Un groupe se tient sur l'autre face du haricot, parlant fort, assuré d'une parfaite discrétion en ce lieu. Arrivant par la rue Perrée, il en est certain, il n'a croisé personne en poussant le portillon. Or ces voix proviennent de cette direction. L'entrée en angle donnant vers la mairie est occupée par un couple fumant cigarette sur cigarette, mais de si loin, impossible d'en faire un signalement précis. Celle sur la rue de Bretagne est comme barrée par un drôle de type en travers du portillon, et rue du Temple, où il a fait son demi-tour pour rejoindre le banc, un homme distingué à cheveux poivre et sel promène un chien de race, semblable à un jouet et dont il a oublié le nom. C'est idiot se dit Denis Chartogne, je lis trop de romans policiers.
En fait, ce sont des électeurs qui s'attardent au soleil de ce beau mois d'octobre, à évoquer les candidats, aussi se ravise-t-il alors qu'il s'apprêtait à allumer sa pipe, tend l'oreille. Combien sont passés, déjà ? La voix lui évoque un acteur dont il a perdu le nom et qui commence par Ba, il en jurerait, et puis, quand ça lui reviendra, ce sera le moment de s'étonner que ce soit Jean Gabin. Attend, fait un autre, que je réfléchisse... peut-être une trentaine, mais certains ont promis de venir dès l'ouverture, et, comme tu sais, nous n'étions pas là. Un troisième souffle bruyamment, sans doute de la fumée de cigarette, tousse avant de commenter. N'oubliez pas que nous ne sommes pas les seuls à faire le pied de grue. Il y a ceux de République, de Notre Dame de Nazareth, et puis, ajoute-t-il, tous les autres arrondissements. Le premier lui coupe la parole. Toute la France, tu veux dire. La voix d'acteur conclut. Ça en fait du monde. Ouais, de quoi changer la donne, où plutôt confirmer les résultats du premier tour. Ce dernier semble avoir de l'ascendant sur ses compagnons, sans doute un leader d'une section du Parti Socialiste.
Piqué de curiosité, Denis Chartogne se lève, s'approche dissimulé par la végétation.

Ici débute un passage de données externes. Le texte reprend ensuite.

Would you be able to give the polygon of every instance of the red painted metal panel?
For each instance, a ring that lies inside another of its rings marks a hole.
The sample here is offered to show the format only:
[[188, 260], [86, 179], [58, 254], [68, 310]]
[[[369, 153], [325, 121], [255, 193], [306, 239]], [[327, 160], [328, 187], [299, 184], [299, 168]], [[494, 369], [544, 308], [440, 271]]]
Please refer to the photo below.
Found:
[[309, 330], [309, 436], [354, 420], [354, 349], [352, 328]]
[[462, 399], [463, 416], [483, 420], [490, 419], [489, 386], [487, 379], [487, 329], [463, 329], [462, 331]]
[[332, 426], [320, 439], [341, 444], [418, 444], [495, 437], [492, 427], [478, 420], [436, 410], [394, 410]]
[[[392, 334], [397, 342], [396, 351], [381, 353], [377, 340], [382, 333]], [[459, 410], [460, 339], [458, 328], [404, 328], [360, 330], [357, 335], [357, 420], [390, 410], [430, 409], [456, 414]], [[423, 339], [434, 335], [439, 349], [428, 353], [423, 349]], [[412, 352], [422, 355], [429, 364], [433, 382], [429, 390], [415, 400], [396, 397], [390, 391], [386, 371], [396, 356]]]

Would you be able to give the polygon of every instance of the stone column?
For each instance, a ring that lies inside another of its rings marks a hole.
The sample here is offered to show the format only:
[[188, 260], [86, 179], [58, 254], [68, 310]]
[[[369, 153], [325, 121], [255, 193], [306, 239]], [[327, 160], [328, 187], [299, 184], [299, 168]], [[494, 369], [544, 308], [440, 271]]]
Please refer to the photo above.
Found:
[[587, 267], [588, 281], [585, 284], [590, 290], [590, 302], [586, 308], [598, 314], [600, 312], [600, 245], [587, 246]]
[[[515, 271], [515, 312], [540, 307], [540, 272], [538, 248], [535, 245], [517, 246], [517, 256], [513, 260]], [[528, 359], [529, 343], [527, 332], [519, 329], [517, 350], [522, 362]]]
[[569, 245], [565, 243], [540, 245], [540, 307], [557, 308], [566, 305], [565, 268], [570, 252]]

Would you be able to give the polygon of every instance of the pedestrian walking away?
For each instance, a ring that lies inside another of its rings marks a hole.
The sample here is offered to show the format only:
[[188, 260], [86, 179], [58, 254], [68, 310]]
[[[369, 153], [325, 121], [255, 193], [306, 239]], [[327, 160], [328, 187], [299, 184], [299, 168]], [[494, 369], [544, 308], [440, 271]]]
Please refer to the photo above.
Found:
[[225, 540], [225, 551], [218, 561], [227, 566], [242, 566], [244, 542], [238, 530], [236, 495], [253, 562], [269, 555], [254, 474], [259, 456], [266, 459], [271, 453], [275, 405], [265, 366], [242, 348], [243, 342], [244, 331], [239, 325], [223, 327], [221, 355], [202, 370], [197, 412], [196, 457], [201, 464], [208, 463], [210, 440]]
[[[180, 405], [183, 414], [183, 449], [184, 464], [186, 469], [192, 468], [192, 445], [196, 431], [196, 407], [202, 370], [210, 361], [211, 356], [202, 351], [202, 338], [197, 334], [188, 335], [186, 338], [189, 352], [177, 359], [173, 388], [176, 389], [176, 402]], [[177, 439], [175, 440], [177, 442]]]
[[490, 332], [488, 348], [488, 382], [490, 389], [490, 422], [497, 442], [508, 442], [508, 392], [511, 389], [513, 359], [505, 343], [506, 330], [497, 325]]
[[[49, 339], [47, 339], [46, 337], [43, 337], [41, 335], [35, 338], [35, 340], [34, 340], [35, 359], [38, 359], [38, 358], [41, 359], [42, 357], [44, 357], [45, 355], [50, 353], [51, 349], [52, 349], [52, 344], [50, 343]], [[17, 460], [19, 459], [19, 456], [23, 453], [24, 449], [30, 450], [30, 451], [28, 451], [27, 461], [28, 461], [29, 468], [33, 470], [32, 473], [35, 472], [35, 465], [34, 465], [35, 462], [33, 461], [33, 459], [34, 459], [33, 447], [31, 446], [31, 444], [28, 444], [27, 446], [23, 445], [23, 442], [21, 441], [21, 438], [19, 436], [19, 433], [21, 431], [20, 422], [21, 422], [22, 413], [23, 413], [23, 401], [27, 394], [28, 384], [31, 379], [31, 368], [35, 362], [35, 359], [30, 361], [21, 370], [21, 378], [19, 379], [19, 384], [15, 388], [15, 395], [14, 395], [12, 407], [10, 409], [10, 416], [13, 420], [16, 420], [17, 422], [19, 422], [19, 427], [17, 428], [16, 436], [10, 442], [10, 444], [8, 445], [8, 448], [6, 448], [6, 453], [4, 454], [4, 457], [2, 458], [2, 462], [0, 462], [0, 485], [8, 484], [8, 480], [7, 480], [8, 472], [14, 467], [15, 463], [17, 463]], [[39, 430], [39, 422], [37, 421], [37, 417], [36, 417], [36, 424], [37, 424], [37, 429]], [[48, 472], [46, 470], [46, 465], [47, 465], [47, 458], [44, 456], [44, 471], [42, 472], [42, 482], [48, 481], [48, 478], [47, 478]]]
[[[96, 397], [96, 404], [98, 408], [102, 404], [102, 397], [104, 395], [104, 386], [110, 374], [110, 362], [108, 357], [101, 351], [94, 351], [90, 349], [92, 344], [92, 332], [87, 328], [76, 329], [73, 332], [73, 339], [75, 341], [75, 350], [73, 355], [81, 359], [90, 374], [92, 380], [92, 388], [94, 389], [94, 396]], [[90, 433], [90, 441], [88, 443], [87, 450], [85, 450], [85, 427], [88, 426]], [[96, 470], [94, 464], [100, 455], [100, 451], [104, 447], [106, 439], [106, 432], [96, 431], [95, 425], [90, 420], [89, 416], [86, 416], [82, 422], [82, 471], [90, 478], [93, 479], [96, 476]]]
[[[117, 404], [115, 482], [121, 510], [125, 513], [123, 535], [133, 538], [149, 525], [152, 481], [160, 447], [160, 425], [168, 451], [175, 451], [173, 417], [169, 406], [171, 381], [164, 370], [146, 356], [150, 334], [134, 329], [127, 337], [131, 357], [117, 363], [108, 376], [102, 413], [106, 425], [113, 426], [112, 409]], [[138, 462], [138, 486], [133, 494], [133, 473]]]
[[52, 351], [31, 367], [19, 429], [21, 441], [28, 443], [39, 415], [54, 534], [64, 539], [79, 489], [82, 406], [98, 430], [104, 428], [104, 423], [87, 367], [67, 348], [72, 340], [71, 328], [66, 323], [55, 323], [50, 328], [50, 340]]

C'est qu'il voudrait savoir de quelle tendance ces gens se réclament. Visiblement, à ce qu'il a entendu, tous espèrent la victoire de François Horlande, mais avec toutes ces tractations d'entre deux tours, les promesses de postes de ministre entre deux corridors, allez savoir qui est qui... C'est idiot, en ce jour particulier, il serait plus simple d'aller à leur rencontre, d'échanger quelques mots en bons républicains attachés à la démocratie. Il est si près à présent, qu'en dépit des feuilles, il distingue clairement leurs visages. Aucun ne lui est connu, pas des parisiens rencontrés dans les rues des alentours. Mais, se dit-il, combien se lèvent à l'aube pour gagner leur travail et ne rentrent qu'à la nuit tombée.
Celui qu'il pense le chef reprend, tourné vers le second au crâne rasé et aux lunettes vert fluo, avec curieusement un nœud papillon. Une mine bien sympathique, se dit Denis Chartogne, un artiste sans doute. Au fait, ta femme est venue ?... L'artiste confirme. Oui, pas d'inquiétude, elle patientait cinq minutes avant l'ouverture. Elle a même emmené sa vieille mère. Tu connais Mathilde... Le fumeur écrase longuement son mégot de la pointe de son soulier et s'exclame, ça n'a pas du être facile, avec sa canne... Genoux au sol, Denis Chartogne s'est assis sur les talons, pris d'une terreur qu'on ne le surprenne dans cette position, à espionner. Bah, elle m'a téléphoné, sa mère était en forme ce matin. Et surtout, elle avait toute sa tête. Un silence suit, puis le fumeur commente. Ça vaut mieux. Vous avez entendu Coplé ?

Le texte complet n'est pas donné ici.